Comment les communautés autochtones, les militant.e.s régionaux.ales et les réseaux de plaidoyer à travers le monde peuvent-iels contribuer à ce travail ?

Lorsque nous examinons les zones touchées par les conflits ou les impacts climatiques, ce sont les personnes qui subissent le plus les défis. Mais ce que j'ai trouvé fascinant, c'est que les gens se mobilisent - et se mobilisent pour s'adapter - malgré tous les défis auxquels iels sont confronté.e.s. Par exemple, à Beyrouth (Liban), j'ai découvert que l'électricité n'est fournie que deux à trois heures par jour dans certaines zones. Pourtant, les gens ont acheté des générateurs d'électricité et des panneaux solaires pour relever le défi. Ils.elles sont devenu.e.s créatif.ve.s et ont organisé une solution. Je pense qu'il est essentiel que nos outils, projets et mécanismes soient centrés sur les personnes, pour soutenir ces efforts innovants locaux.

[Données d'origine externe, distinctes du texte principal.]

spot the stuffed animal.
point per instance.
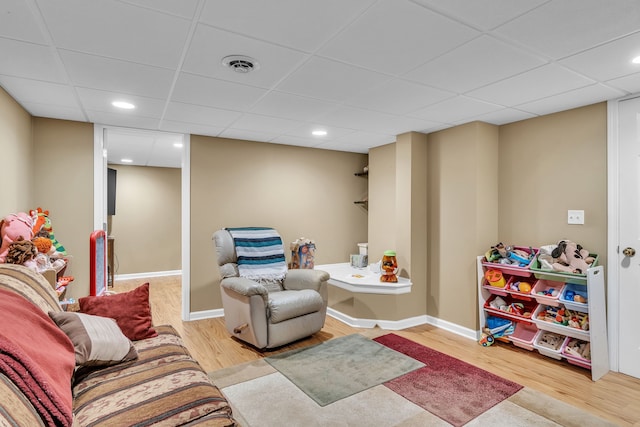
(571, 258)
(12, 227)
(41, 222)
(21, 252)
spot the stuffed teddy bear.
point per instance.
(571, 258)
(21, 252)
(42, 222)
(12, 227)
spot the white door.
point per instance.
(628, 257)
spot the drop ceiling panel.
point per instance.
(18, 22)
(98, 72)
(541, 82)
(189, 113)
(483, 14)
(572, 99)
(481, 61)
(330, 80)
(183, 8)
(398, 96)
(192, 89)
(28, 60)
(210, 45)
(40, 92)
(561, 28)
(373, 40)
(455, 109)
(117, 30)
(301, 24)
(608, 61)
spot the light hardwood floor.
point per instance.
(615, 397)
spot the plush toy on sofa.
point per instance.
(571, 258)
(12, 227)
(41, 222)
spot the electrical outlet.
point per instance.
(575, 217)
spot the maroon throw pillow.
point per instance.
(131, 311)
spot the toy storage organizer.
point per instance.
(535, 334)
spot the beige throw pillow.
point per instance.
(98, 341)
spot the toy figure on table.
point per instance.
(389, 267)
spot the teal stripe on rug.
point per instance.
(342, 367)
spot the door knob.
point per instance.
(629, 252)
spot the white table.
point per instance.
(362, 280)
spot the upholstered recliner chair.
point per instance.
(265, 304)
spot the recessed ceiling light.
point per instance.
(123, 104)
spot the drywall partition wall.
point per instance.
(551, 164)
(146, 226)
(16, 146)
(463, 217)
(302, 192)
(397, 220)
(63, 172)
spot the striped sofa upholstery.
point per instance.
(165, 386)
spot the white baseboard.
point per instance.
(206, 314)
(396, 325)
(147, 274)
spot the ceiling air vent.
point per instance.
(240, 64)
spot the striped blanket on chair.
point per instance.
(260, 253)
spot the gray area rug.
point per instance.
(261, 396)
(342, 367)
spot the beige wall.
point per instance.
(63, 171)
(298, 191)
(16, 146)
(549, 165)
(147, 224)
(463, 217)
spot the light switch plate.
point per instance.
(575, 217)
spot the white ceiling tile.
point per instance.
(477, 63)
(183, 8)
(27, 90)
(210, 45)
(630, 83)
(608, 61)
(115, 75)
(54, 111)
(192, 89)
(500, 117)
(195, 129)
(455, 109)
(247, 135)
(18, 22)
(189, 113)
(563, 27)
(301, 24)
(117, 30)
(330, 80)
(99, 100)
(256, 122)
(483, 14)
(572, 99)
(398, 96)
(28, 60)
(291, 106)
(539, 83)
(394, 37)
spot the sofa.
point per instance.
(64, 368)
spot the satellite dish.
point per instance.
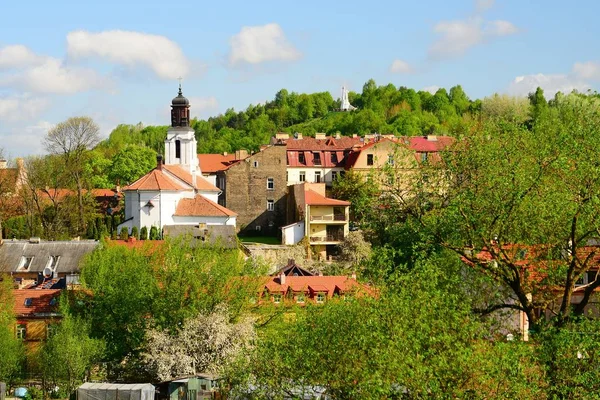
(48, 272)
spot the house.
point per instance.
(175, 192)
(303, 289)
(36, 311)
(213, 167)
(256, 189)
(326, 221)
(318, 159)
(37, 262)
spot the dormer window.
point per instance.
(25, 262)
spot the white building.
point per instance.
(175, 193)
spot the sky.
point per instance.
(119, 61)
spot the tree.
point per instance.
(130, 163)
(68, 356)
(71, 140)
(519, 205)
(11, 348)
(205, 343)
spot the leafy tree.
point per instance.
(71, 140)
(130, 163)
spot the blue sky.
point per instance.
(118, 61)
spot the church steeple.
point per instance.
(180, 110)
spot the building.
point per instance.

Les communautés locales et autochtones, les militant.e.s régionaux.ales et les réseaux de plaidoyer ont un rôle bottom-up à jouer dans la paix climatique résiliente, en mobilisant des réseaux locaux et régionaux pour mieux comprendre les risques pour les moyens de subsistance locaux. Nous devons considérer, par exemple, ce que signifient les grands projets d'énergie renouvelable pour le développement local et humain. Améliorent-iels les opportunités d'emploi, de santé et d'éducation pour les personnes locales, ou les avantages sont-ils concentrés entre les mains de quelques-unes ? Comment l'extraction de minéraux critiques pour les panneaux solaires et les batteries électriques dans certains pays africains contribue-t-elle à la résilience et au développement local ? Que signifie le Pacte vert européen pour l'Afrique ; quels sont ses plans de développement pour les personnes locales ?

En tant que CGIAR, l'Alliance et les autres centres de recherche internationaux, nous devons générer des données et des preuves pour soutenir les réponses locales aux défis liés au climat. En Jordanie, par exemple, nous explorons comment les réponses humanitaires servent à la construction de la résilience à long terme au sein des communautés de réfugié.e.s. Nous devons penser aux stratégies de développement local en parallèle des stratégies nationales, en exploitant l'expertise locale et en engageant des organisations pour comprendre les besoins et les priorités locaux, en plus des opportunités d'investissement. L'ampleur de ces défis touche tout le monde et nécessite une réponse collective. La communauté mondiale doit recréer les outils et les mécanismes à sa disposition pour faire face correctement au défi climatique ensemble.